The reference-engine rows are context only. The OpenMM row intentionally uses a missing platform and proves fail-soft behavior; the LAMMPS row is a tiny synthetic smoke run and is not an apples-to-apples production target.

  1. Replica-exchange runtime materialization and serial replica execution. Evidence: phase3-physics-fast.json reports two_replica_temperature_exchange at 9.552 ms/eval, the slowest fast row, with history_materialization_count: 8. Reproducer: uv run python -m mlx_atomistic.benchmarks.phase3_physics --evaluations 1 --waters 1 --atoms 4 --replica-steps 1 --json.

  2. GBSA/OBC force evaluation. Evidence: phase3-physics-fast.json reports gbsa_obc_energy_forces at 7.791 ms/eval for only four atoms, while the surface-area term is 0.903 ms/eval. Reproducer: same Phase 3 command above.

  3. TIP4P-Ew virtual-site reconstruction and advanced-water overhead.
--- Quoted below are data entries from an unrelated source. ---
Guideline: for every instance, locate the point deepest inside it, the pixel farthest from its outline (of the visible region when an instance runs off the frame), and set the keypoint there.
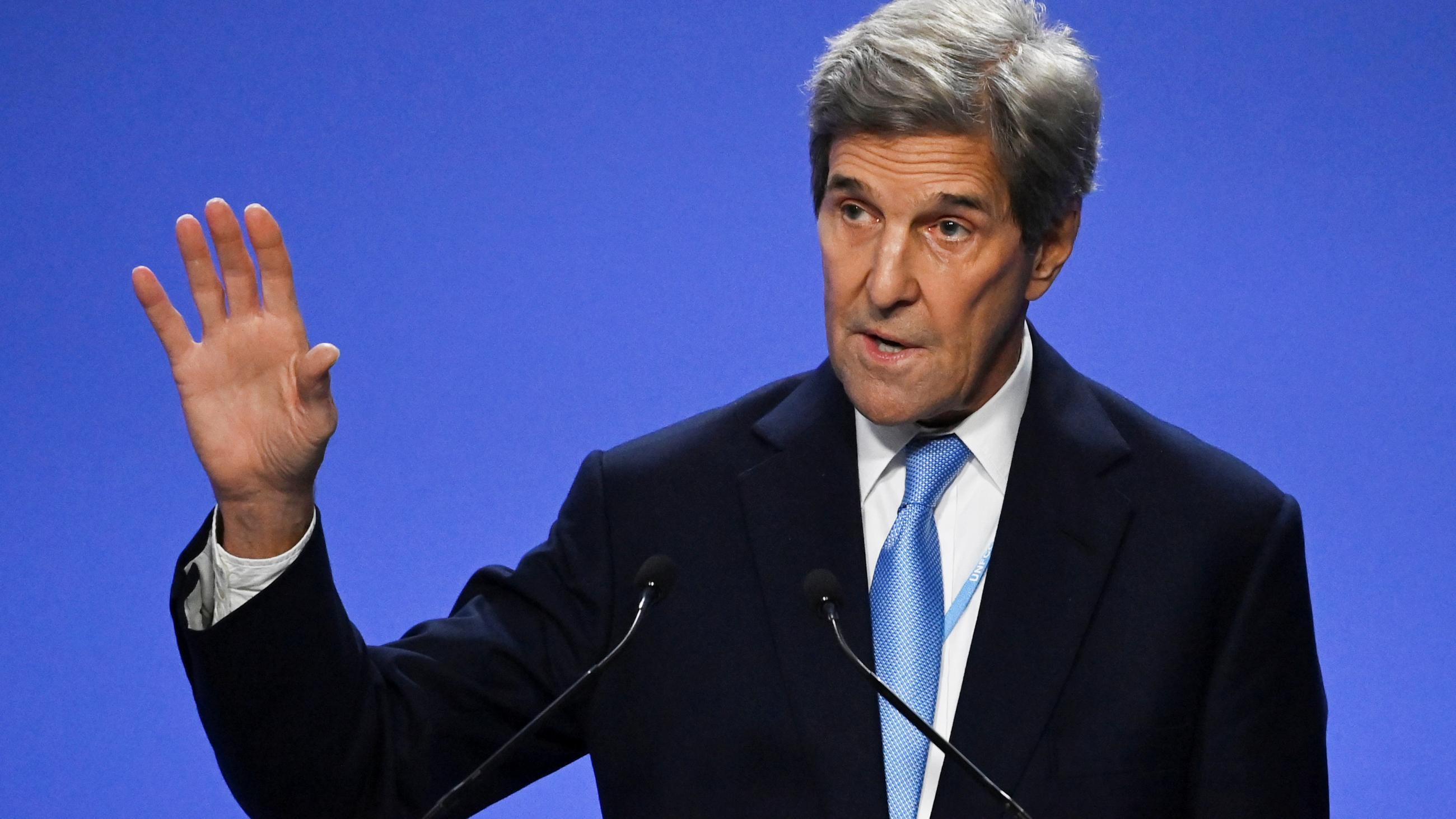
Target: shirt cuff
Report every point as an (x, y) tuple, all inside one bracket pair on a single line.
[(227, 582)]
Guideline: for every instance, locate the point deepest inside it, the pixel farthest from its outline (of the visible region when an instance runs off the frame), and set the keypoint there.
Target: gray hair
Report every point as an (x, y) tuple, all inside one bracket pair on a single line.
[(967, 67)]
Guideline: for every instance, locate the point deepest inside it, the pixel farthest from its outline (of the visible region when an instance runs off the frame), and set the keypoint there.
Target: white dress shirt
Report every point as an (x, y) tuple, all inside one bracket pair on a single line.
[(966, 521)]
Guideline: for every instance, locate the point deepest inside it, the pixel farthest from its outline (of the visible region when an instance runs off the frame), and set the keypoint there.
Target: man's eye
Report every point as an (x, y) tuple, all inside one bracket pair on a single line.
[(951, 229)]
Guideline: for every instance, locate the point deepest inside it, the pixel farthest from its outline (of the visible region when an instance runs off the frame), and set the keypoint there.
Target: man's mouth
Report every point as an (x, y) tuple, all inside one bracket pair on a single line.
[(892, 349), (886, 346)]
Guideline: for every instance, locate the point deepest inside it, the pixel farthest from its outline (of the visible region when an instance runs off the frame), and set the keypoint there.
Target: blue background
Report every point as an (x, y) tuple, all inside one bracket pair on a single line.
[(539, 229)]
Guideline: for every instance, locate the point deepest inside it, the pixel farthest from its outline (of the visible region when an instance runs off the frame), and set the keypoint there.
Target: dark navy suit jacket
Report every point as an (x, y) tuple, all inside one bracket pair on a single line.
[(1145, 645)]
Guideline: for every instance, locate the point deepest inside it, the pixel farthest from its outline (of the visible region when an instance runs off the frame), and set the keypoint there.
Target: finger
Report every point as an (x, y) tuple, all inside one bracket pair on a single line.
[(276, 270), (232, 257), (165, 318), (207, 289), (314, 371)]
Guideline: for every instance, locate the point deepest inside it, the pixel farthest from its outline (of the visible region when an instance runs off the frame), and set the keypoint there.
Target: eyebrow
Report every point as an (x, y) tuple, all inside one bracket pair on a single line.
[(851, 185)]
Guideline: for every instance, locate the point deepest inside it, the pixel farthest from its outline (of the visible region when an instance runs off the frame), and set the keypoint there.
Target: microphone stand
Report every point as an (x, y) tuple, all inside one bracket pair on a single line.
[(828, 608)]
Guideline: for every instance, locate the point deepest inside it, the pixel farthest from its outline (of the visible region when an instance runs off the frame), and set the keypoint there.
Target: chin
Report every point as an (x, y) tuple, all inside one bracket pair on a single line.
[(883, 406)]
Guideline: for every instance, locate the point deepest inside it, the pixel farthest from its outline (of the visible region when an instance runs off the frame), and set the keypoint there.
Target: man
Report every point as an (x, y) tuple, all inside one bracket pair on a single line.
[(1139, 643)]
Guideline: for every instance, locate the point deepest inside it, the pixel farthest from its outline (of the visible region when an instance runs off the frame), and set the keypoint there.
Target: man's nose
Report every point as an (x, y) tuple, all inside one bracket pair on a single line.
[(892, 279)]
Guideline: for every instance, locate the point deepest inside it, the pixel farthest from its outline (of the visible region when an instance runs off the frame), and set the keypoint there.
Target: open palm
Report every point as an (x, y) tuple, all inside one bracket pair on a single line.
[(255, 395)]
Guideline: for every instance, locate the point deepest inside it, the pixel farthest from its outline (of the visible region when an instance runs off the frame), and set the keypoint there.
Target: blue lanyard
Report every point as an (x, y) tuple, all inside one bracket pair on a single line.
[(963, 599)]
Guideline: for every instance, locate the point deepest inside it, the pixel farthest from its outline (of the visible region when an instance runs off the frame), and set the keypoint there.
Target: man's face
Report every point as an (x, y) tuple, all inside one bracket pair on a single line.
[(925, 274)]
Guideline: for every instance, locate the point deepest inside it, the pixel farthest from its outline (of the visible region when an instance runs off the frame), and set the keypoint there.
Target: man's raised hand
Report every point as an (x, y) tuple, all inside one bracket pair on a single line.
[(254, 394)]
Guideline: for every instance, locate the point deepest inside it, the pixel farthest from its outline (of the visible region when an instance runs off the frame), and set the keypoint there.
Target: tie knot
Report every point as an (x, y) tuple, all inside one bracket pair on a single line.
[(931, 464)]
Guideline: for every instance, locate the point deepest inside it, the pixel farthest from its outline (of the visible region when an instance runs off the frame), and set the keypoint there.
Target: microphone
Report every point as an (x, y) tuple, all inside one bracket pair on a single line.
[(824, 595), (656, 580)]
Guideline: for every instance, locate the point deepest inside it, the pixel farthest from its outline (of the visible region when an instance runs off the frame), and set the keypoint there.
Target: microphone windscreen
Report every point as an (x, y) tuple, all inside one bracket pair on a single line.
[(659, 572), (820, 587)]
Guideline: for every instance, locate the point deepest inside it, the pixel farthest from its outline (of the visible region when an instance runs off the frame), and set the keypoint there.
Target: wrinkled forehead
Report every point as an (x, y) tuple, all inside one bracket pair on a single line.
[(916, 171)]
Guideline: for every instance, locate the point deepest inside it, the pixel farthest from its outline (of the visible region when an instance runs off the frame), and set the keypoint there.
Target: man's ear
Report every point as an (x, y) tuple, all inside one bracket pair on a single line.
[(1056, 248)]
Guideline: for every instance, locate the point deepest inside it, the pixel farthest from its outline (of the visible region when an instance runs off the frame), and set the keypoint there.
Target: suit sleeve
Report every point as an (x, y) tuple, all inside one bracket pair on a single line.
[(307, 720), (1263, 732)]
Evidence: phase3-physics-fast.json reports TIP4P-Ew reconstruction at 5.526 ms/eval; mm-force-terms-fast.json reports synchronized tip4p-ew-reconstruct at 1.158 ms/eval and force redistribution at 0.866 ms/eval. Reproducer: uv run python -m mlx_atomistic.benchmarks.mm_force_terms --evaluations 1 --particles 16 --json.

  4. Neighbor-list build and pair-compaction overhead. Evidence: md-acceleration-fast.json reports mlx_pairs neighbor_build_ms_per_eval: 2.423, larger than its force eval row (0.864 ms/eval) and the dense/tiled diagnostic rows at this small size. Reproducer: uv run python -m mlx_atomistic.benchmarks.md_acceleration --sizes 16 --evaluations 1 --json.
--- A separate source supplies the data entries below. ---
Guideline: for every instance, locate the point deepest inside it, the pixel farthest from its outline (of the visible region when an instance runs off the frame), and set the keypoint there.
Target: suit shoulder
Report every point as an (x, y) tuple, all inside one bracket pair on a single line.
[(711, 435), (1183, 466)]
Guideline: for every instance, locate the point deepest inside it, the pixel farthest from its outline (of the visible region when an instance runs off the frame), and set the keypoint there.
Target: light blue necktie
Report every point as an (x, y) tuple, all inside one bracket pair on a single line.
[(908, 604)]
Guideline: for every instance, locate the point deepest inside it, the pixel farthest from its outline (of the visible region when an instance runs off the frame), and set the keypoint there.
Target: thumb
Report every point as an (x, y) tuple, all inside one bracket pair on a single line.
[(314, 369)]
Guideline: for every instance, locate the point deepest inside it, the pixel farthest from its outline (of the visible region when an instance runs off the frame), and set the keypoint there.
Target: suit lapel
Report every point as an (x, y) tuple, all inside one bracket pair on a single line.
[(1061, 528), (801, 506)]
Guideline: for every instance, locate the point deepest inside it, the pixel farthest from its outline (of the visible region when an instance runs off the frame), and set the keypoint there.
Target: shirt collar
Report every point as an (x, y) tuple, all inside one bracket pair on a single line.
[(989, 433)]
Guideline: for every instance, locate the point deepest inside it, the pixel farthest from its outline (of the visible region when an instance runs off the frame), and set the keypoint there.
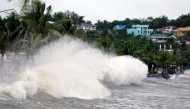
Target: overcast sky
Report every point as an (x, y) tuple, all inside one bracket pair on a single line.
[(110, 10)]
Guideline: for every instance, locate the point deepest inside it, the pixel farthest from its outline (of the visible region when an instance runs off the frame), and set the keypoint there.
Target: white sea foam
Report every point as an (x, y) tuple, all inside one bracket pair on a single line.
[(187, 73), (72, 68)]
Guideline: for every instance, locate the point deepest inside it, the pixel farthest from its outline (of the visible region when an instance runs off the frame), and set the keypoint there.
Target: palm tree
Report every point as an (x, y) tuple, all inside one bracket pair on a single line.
[(23, 3), (11, 29), (39, 30)]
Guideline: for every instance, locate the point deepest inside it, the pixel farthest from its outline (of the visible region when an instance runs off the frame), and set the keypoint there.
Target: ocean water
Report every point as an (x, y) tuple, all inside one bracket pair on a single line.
[(71, 74)]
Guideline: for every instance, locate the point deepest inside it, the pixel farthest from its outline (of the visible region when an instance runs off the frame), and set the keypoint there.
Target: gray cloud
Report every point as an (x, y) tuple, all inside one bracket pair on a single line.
[(118, 10)]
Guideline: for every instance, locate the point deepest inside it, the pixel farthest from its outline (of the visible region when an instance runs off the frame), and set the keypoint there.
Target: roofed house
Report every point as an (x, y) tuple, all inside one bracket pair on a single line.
[(161, 39), (181, 31), (140, 30), (86, 26), (167, 29), (119, 27)]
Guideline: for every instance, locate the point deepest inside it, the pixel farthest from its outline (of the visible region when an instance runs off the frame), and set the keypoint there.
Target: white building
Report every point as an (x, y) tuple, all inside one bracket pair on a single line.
[(86, 26)]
  5. Full-loop MD synchronization/cadence path. Evidence: md-performance-fast.json reports 53.073 steps/s for a one-step smoke with force_eval_ms_per_step: 0.221; this row should be rerun at opt-in sizes before any custom-kernel work. Reproducer: uv run python -m mlx_atomistic.benchmarks.md_performance --sizes 32 --steps 1 --sample-interval 1 --diagnostic-interval 1 --evaluation-interval 1 --json.

The next optimization spec should target replica-exchange and GBSA/OBC Phase 3 overhead first, then neighbor-list build/compaction. Custom Metal kernel work remains deferred until opt-in larger-system runs reproduce these rankings beyond fast synthetic probes.